Work Energy Theorem and Potential Energy violation?

  1. I came across a rather confusing topic about Work Energy Theorem and Potential Energy applied in lifting a particle.I will be glad if anyone clears it for me.

    Consider a particle at a height =0.Potential Energy is considered as zero at height=0.Now it is lifted to a position where height is h so that Potential Energy of the particle is increased by a value mgh where m is the mass of it,g is the gravitational acceleration.Or in other words energy possessed by the particle is increased from zero to mgh.Now the problem begins.
    Net work done on the system W(net)=Change in Kinetic energy.But here initial and final kinetic energy of the particle is considered to be zero since the particle is stationary at initial and final positions.This means there is no change in energy of the particle.Because energy is something required to do work.But since net work is zero ,then energy of the particle should be constant.And I just can't apply energy function for this case
    Potential energy U(final)-U(initial)=-W=K(initial)-K(final)
    But W=0.Then how can I say potential energy change is zero since it is obvious that it possesses mgh energy?
     
  2. jcsd
  3. Doc Al

    Staff: Mentor

    The work-energy theorem says that if you consider the work done by all forces (including gravity) it will equal the change in the kinetic energy (not total energy). And that's just what happens.
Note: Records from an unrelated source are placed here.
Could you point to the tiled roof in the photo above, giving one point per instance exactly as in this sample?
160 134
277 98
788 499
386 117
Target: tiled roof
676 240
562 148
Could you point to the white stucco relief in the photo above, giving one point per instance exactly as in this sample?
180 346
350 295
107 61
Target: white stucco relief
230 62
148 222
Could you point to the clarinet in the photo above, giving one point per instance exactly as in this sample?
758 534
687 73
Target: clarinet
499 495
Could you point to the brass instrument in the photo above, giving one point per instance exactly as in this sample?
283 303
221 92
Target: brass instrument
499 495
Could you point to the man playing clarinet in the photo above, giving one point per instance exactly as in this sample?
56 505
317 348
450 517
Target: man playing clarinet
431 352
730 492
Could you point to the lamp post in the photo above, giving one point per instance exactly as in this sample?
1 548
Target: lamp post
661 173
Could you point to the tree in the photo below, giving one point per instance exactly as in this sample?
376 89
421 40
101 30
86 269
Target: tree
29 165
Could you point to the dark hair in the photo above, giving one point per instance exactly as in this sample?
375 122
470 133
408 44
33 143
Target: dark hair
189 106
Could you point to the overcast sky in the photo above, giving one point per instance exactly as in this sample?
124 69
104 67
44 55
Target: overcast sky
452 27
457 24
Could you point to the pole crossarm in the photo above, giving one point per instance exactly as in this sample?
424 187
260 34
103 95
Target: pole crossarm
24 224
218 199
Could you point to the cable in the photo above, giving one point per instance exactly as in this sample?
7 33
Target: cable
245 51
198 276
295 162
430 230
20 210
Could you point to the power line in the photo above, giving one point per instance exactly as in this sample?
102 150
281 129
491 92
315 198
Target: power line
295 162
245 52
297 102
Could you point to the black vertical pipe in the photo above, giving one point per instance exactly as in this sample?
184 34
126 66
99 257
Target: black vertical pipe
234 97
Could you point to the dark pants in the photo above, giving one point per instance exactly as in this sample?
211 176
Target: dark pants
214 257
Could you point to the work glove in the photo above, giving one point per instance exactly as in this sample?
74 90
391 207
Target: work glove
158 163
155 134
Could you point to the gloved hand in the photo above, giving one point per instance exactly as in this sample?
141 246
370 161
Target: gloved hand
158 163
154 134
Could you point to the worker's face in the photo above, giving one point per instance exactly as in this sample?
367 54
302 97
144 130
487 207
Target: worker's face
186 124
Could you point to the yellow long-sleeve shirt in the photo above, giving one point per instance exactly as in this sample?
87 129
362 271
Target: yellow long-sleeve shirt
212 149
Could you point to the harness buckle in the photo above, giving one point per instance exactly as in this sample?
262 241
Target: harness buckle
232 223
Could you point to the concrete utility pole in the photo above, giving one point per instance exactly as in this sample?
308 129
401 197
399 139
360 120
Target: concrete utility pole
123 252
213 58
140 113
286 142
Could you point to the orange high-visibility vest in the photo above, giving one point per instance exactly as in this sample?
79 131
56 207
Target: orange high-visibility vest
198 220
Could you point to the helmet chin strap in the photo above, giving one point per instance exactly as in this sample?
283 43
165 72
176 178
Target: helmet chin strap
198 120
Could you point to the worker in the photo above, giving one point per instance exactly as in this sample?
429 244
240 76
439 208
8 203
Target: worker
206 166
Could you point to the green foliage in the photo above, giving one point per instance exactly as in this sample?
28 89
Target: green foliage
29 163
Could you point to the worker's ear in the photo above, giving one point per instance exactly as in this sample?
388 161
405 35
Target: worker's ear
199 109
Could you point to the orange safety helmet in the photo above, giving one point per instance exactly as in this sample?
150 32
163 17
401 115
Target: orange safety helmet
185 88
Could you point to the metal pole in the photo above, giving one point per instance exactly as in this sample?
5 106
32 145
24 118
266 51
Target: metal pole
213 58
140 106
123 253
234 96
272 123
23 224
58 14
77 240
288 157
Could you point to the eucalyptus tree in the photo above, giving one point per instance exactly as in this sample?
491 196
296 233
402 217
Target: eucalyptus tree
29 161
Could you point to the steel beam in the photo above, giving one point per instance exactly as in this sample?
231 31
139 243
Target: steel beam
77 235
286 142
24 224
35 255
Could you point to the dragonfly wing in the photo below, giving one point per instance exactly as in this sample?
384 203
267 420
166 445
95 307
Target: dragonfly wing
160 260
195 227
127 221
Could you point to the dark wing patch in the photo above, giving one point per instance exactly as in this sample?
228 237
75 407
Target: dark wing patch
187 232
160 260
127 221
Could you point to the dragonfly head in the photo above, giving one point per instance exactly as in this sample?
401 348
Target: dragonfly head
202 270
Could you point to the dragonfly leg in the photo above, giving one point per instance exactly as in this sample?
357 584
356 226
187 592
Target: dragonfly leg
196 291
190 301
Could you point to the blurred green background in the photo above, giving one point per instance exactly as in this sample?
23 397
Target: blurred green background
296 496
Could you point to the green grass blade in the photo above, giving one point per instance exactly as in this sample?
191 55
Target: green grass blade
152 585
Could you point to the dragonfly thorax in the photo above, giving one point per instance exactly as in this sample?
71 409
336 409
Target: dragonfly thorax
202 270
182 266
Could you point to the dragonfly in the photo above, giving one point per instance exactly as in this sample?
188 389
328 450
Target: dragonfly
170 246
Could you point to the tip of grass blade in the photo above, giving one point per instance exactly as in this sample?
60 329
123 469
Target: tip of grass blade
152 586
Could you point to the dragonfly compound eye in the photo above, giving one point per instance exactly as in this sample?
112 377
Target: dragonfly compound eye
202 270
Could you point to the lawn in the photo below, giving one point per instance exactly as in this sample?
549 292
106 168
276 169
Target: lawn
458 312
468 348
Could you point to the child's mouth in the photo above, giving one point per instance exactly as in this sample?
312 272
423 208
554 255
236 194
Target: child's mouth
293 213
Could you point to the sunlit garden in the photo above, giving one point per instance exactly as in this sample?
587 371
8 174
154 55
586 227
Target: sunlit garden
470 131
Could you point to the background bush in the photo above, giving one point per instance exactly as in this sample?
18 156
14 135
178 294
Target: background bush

    If you consider the work done by all forces except gravity, then the work done will equal ΔK + ΔU. (The work done by gravity is already included in the potential energy term.)
     
  4. The work that is equal to mgh is the work of the hand which lift the particle. The work done by the gravitational force is -mgh. The net work is zero as it should be since no kinetic energy was gained.

    Best wishes,

    DaTario
     
  5. Maybe we should view the situation in this way?

    since the object was moved a certain distance by a force work was done on it so its kinetic energy has increased but since it stays at that height the kinetic energy becomes potential energy?
     
  6. ZapperZ

    ZapperZ 30,152
    Staff Emeritus
    Science Advisor
    Education Advisor

    That doesn't make any sense, since the height in the problem state by the OP has clearly changed! Otherwise, there's no work done in the first place against gravity.

    Zz.
     
  7. this thing has been bothering me for a long time

    what I had in mind was this situation:

    If we throw a rock from the ground to the top of a building then it's kinetic energy has clearly increased but it just stays on the roof of the building so the increase in kinetic energy has become increase in potential energy.

    What we need is the mathematical representation of this idea, can anyone please do that?
     
  8. jtbell

    Staff: Mentor

    Suppose that the rock has zero potential energy at ground level and 100 J of potential energy when it's on the roof of the building.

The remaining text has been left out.